On Sun, 2010-03-14 at 15:12 +0300, Andrey Semashev wrote:
> On 03/14/2010 02:50 PM, Darryl Green wrote:
> > On Sun, 2010-03-14 at 14:21 +0300, Andrey Semashev wrote:
> >
> My understanding was that your loggers had a set of pointers to sinks,
> which does not change, unless the configuration is updated (which was
> the reason of higher performance). This is the coupling I was talking
> about - a logger is bound to the fixed set of sinks, and in no way it
> can emit a record that would pass to a sink outside of this set.
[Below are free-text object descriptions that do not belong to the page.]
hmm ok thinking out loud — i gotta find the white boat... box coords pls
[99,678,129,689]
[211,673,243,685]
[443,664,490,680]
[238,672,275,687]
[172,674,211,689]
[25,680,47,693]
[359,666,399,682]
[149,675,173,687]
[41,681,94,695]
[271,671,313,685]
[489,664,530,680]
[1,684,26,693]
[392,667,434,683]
Right. Although the use of "fixed" is (as you do say when you say it can
be updated) overstating it a bit. I'm not really seeing why this is a
problem for boost log - I've pretty much convinced myself I could graft
the scheme I need in front of boost log without breaking anything.
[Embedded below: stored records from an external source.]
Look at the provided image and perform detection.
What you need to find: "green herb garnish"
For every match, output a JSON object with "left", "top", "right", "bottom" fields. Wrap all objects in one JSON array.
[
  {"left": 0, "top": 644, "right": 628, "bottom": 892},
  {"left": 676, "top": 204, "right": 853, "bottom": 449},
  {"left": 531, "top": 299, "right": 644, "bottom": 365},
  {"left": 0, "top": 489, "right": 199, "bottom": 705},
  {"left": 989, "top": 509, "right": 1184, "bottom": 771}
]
> > Even if the attribute value isn't literally a container of pointers to
> > sinks, it would surely be possible to have an attribute value
> > identifying (with help from a sink front end filter that checked the
> > attribute) which sinks the logger fast filter had selected?
>
> I think, you've missed an important thought before this, which makes me
> hard to understand what you meant here.

If rather than having the logger use a set of pointers to route to sinks
directly, it delivered its set of "pointers" as an attribute that sink
filters could check for a match, then there would be no coupling issue.
The "pointers" could, be, for example, a sequence of assumed sink names
- but the filtering could chose to relate names to sinks in any way.
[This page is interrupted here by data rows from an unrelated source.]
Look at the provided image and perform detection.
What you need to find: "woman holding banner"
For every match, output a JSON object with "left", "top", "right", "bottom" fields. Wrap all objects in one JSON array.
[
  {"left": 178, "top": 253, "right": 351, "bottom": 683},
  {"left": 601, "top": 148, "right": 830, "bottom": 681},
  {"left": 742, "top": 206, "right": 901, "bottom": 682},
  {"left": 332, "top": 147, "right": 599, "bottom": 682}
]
> Again, if your setup is static, in the sense I described earlier, you
> can cache the set of sinks which consumed the particular record (since
> you can always be sure that the set will always be the same). However,
> that won't speed things up, since even if you pass that cached
> information to the filter with the next record, it will have to find its
> sink in it, hence you will still have a lookup.

Yes - that is similar filtering/performance wise to what I described
above.

> And since your setup is
> not static in the first place, all these caching dances are moot anyway.

It is as static as filters are. Which is very static compared to log
record generation rate, so caching is an excellent strategy.
 
Unfortunately I've also pretty much convinced myself that while the idea
of attributes is powerful I don't much care for the way they are
provided by boost log, so I won't be pursuing the sort of integration
that we have been discussing. See my review for details.